Google has a major “mobile wallet” service under development, and most observers expect Apple to enter the business in some way, as well. Some mobile service providers want to create their own application stores to compete with iTunes, the App Store and Google Play, as well.

What is interesting, of course, is that Apple is largely a device manufacturer, while Google largely is a software company, though each competes in both hardware and software to some degree.

Essentially, contestants in the communications and entertainment ecosystem are finding they increasingly must compete not only with other competitors within a portion of the ecosystem, but even to a certain extent with partners in the rest of the ecosystem.

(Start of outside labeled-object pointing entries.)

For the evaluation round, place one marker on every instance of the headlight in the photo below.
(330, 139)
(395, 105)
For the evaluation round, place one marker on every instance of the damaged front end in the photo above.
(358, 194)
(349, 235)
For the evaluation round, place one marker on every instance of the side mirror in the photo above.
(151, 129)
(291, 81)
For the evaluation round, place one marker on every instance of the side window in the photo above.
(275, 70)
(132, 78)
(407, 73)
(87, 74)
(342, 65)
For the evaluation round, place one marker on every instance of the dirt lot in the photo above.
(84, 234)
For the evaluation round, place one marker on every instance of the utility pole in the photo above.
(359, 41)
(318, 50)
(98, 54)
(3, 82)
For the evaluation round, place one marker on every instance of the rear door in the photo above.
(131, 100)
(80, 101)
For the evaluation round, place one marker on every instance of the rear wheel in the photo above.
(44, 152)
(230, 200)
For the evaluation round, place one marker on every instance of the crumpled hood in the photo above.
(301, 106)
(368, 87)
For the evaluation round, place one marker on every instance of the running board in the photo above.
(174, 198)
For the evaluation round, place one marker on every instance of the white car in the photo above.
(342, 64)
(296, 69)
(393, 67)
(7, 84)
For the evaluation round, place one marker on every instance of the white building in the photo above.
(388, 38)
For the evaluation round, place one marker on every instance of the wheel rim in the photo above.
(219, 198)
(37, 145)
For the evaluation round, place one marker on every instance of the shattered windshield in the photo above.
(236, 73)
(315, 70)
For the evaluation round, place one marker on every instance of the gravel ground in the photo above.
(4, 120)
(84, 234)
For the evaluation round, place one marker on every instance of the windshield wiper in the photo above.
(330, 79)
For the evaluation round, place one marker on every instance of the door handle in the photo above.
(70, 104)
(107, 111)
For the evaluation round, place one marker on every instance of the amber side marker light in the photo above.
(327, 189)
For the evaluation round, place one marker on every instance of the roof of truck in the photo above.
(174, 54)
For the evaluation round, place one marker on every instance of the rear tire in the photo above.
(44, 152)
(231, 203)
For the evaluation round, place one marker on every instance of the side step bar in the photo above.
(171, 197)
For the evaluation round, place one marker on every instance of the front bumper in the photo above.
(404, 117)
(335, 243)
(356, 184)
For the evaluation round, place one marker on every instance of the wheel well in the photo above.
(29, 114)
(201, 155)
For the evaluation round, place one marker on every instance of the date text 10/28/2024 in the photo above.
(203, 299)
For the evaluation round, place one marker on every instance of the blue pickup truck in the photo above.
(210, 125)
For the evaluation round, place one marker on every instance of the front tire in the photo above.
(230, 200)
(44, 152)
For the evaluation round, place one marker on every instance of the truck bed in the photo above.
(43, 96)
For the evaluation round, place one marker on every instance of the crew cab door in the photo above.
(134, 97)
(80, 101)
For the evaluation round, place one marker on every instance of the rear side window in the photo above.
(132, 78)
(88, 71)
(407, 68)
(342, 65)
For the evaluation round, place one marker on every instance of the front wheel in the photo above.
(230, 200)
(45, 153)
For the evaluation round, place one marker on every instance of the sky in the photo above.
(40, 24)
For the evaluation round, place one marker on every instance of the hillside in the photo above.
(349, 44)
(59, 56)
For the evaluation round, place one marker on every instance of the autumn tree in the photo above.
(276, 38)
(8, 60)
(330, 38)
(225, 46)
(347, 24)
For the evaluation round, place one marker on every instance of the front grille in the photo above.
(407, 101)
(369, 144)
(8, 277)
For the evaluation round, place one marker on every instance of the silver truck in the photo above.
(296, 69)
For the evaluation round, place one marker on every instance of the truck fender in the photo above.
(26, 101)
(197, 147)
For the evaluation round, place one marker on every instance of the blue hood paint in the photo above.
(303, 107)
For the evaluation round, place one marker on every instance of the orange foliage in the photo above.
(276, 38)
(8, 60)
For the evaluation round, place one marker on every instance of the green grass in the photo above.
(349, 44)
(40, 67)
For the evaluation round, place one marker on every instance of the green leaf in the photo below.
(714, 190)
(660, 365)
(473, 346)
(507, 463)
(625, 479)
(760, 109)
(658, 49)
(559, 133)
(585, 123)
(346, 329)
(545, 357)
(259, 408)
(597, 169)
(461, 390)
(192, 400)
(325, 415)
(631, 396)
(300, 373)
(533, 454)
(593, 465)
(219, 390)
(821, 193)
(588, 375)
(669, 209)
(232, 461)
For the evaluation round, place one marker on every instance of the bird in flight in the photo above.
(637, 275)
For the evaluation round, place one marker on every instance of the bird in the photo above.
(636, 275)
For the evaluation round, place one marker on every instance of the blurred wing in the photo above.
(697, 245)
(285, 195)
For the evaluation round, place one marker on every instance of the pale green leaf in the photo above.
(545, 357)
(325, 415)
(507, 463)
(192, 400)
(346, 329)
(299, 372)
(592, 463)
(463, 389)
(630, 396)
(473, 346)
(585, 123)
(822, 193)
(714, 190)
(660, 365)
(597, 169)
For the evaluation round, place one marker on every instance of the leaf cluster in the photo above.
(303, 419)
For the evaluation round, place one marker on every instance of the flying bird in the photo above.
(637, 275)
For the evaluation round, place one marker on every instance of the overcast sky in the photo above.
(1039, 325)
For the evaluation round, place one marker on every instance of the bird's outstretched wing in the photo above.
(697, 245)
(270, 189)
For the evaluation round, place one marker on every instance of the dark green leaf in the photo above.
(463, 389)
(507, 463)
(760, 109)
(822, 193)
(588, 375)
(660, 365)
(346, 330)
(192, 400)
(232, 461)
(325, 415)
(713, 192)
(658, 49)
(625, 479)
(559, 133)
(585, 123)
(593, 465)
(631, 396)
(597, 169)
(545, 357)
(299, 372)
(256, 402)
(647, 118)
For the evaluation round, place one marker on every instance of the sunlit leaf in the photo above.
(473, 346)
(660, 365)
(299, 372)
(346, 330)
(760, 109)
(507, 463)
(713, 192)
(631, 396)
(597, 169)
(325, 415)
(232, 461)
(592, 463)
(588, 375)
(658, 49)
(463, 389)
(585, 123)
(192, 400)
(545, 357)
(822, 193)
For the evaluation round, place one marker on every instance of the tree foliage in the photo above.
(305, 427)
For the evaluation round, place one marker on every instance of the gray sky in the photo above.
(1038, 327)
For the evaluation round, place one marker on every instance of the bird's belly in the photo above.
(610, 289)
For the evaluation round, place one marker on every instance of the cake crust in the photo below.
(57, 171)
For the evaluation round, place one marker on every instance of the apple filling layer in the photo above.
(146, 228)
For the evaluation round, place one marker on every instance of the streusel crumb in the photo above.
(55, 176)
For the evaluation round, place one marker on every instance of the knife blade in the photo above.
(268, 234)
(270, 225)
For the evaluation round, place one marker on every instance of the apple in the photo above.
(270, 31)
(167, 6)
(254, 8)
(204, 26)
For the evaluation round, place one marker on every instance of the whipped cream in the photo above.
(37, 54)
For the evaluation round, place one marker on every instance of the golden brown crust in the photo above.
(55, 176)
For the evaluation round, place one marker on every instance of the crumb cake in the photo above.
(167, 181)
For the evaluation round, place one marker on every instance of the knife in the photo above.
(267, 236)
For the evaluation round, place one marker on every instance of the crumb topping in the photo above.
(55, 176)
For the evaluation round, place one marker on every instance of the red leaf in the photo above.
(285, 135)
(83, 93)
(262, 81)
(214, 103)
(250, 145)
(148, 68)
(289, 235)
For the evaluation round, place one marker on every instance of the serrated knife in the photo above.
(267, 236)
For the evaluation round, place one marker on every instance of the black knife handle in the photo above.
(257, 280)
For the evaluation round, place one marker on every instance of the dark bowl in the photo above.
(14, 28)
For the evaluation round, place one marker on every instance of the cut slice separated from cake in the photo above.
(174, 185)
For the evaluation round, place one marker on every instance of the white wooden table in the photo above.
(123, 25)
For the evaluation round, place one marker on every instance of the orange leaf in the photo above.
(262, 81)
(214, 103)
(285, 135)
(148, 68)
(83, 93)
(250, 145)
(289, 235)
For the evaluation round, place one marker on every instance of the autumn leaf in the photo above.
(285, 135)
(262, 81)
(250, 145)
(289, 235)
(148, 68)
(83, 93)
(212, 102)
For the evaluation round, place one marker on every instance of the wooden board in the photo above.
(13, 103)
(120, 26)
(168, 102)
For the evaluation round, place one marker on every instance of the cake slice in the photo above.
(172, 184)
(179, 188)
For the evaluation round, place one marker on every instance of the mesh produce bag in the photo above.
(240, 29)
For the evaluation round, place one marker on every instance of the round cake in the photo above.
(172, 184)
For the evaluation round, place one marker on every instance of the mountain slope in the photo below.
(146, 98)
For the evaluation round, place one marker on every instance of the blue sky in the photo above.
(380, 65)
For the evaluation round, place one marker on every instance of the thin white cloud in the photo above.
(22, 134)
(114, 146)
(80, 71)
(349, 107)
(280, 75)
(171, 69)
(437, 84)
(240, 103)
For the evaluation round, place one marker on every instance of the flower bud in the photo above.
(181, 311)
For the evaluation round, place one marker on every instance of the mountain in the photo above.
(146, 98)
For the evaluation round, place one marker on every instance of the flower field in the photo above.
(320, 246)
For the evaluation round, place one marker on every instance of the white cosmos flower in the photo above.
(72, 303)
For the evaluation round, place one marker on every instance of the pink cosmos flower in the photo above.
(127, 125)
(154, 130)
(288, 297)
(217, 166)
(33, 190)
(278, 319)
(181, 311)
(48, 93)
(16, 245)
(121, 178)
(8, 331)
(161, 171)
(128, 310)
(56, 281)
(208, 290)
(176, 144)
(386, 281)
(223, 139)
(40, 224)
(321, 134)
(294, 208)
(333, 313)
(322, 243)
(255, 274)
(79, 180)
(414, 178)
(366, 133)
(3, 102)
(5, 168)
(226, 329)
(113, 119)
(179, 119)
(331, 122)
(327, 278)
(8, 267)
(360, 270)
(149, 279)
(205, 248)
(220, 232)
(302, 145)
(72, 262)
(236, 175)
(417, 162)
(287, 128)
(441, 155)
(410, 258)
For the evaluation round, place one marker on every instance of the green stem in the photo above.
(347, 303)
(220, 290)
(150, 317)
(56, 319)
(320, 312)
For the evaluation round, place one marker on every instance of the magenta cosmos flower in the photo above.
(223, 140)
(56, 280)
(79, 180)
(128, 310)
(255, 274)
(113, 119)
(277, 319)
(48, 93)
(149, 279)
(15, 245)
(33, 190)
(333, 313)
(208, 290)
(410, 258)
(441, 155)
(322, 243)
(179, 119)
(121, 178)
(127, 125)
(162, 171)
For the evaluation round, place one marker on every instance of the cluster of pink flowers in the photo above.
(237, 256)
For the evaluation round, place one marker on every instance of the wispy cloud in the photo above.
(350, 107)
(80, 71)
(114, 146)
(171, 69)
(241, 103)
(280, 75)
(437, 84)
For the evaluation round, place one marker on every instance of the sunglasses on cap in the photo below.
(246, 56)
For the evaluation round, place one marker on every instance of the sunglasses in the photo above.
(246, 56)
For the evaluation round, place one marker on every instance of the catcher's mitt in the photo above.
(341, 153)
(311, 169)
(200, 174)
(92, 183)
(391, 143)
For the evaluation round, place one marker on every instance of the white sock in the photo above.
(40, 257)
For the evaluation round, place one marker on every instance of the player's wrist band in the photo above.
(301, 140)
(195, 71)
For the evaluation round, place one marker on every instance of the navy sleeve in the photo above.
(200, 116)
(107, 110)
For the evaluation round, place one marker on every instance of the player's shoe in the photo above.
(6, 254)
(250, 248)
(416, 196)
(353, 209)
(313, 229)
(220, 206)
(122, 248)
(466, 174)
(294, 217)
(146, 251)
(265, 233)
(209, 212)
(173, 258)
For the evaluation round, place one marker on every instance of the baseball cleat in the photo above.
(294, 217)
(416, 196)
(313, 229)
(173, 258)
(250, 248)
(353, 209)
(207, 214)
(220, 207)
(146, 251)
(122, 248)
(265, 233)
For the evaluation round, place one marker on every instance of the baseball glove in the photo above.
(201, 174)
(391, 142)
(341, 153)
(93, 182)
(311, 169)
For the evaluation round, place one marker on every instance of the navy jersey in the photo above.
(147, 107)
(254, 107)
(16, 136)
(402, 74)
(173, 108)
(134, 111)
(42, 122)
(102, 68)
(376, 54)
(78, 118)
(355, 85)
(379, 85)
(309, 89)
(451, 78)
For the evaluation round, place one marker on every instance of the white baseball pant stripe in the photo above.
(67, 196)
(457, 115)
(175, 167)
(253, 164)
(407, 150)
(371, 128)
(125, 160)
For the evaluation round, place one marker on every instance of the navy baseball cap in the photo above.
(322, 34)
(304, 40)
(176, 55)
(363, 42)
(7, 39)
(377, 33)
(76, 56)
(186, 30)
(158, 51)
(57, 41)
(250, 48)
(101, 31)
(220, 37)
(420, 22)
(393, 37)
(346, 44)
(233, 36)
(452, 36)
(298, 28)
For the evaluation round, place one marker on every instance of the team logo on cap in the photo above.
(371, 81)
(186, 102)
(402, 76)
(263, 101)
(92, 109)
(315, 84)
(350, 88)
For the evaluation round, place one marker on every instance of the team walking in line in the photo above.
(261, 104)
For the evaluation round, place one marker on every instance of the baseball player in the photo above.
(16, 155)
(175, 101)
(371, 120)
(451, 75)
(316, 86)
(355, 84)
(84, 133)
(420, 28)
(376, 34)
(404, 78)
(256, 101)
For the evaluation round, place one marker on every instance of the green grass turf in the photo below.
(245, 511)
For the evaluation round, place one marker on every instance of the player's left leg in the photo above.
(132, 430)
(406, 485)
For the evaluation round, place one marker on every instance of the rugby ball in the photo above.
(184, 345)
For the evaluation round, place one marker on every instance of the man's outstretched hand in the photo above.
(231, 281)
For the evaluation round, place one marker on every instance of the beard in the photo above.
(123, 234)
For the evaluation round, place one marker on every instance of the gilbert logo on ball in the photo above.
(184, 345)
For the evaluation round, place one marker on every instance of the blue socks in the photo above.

That’s the sense in which there is validity to assessing how much, and where, telcos and cable companies might actually find themselves competing with traditional partners in the value chain.

Some would say the significance of the European service provider moves are all of the efforts to develop new services ranging from mobile advertising to new messaging technologies to counter competing and often free services from Apple and Google.

That sort of creeping competition between “access providers” and “handset or application providers” might be viewed as a logical extension of current roles into adjacent business roles.

But that raises a bigger question: to what extent is it even feasible for access providers to consider abandoning that role within the ecosystem. In other words, are they network players or not?

There is a “soft” way of answering that question, and a “hard” alternative. The soft answer is that a specific company continues to offer access or transport services, but sources them from a third party.

As a mobile virtual network operator buys capacity from an underlying carrier, or a competitive local exchange carrier buys wholesale service from a third party, so a “soft” way of answering the question of whether a network services provider continues to operate is to say “yes,” but with an increasing emphasis on other ecosystem roles.

One example is the difference between a firm that sees its competencies in “marketing” rather than “network management.” That sort of firm might be comfortable sourcing access and transport from third parties. A firm that believes its core competence lies in networking will generally prefer to own its own network assets.

The more radical “hard” answer is that a company literally divests network assets and seeks its fortune elsewhere in the ecosystem. That so far has seemed an unworkable strategy.

But it is not unknown. The 1985 divestiture of the Bell System had AT&T completely getting out of the access business, to focus exclusively on long distance and technology services (Bell Labs and Western Electric). In essence, AT&T became a technology supplier and long distance specialist, and not longer was a “telco” in sense of providing access services and “dial tone.”

Rochester Telephone in the 1990s essentially gave up its local exchange monopoly, creating a separate wholesale access company and then a separate retail services division. The deal was part of a larger bargain that gave Rochester Telephone the right to create a long distance services business, at the time seen as the faster-growing revenue opportunity.

In similar fashion, Singapore Telecom gave up its own retail monopoly in exchange for freedom to pursue offshore growth opportunities.

In those cases, an incumbent gave up ownership of the “networks” business to become just one of many local retail providers. To be sure, Rochester Tel and SingTel continue to sell access services, but don’t own the networks.

The more radical, “hard” strategy would have had either firm abandoning the access business entirely.

That probably still will be an exceedingly rare occurrence. What could prove less rare are divestitures of whole parts of an access business though, as if a firm divests landline assets to become a wireless “pure play.”

The point is that it would at one time have been meaningless to talk about direct competition between an application provider or device manufacturer and a telco or cable company. That increasingly is less true.